= Rolling Mill Mine =

Mine in operation in Johnstown, Cambria County, Pennsylvania

The Rolling Mill Mine was a drift portal coal mine in operation in Johnstown, Cambria County, Pennsylvania, operating from approximately 1856 until 1931. It was originally owned by the Cambria Iron Company and was developed in the Westmont hillside across the Conemaugh River from the company's rolling mill. Its portal was near the confluence of the Stonycreek River and Little Conemaugh River. It supplied the bulk of the coal used in the iron and steel making taking place in the city, producing an average of 3,000 tons a day in 1902, and primarily employed recent immigrants from Central and Eastern Europe.

==Explosion==
On Thursday, July 10, 1902, at approximately 11:00 a.m., a powerful explosion occurred in the Klondike section of the mine, and ultimately 112 miners, 84 of whom were immigrants from England, Poland and Slovakia, lost their lives.
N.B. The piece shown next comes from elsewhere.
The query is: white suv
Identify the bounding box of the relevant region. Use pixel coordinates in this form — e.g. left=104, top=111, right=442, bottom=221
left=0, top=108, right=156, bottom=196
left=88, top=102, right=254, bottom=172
The explosion was attributed to what miners refer to as firedamp, a methane gas mixture. Killed immediately were those miners working in the Klondike section. Many other miners, as well as the vast majority of mine animals, were killed by an asphyxiating gas called afterdamp that spread through the mine as they fled to the Millcreek Portal, several miles away, the only other exit from the mine. In fact, only seven of the deaths in the disaster were caused by the explosion; the rest were caused by afterdamp. The mine was re-opened on Monday, July 14, but the disaster devastated the immigrant community in Johnstown and provoked calls for investigations and greater safety measures from public officials and even foreign governments. The Rolling Mill Mine Disaster still ranks as one of the most deadly mining accidents in the history of the United States.

==Closure==
The mine continued in operation until 1931, when the portals were sealed after it was worked out. At the end it was known as Mine #71 of the Bethlehem Mines Corporation, which in more recent times was known as BethEnergy.

==Entrance==
One of the original entrances to the Rolling Mill Mine can still be seen on the James Wolfe Sculpture Trail, which runs down Yoder (Westmont) Hill near the incline and directly across from the Point Stadium. Coal was transported to the nearby Iron Works through this portal on a company-built trestle.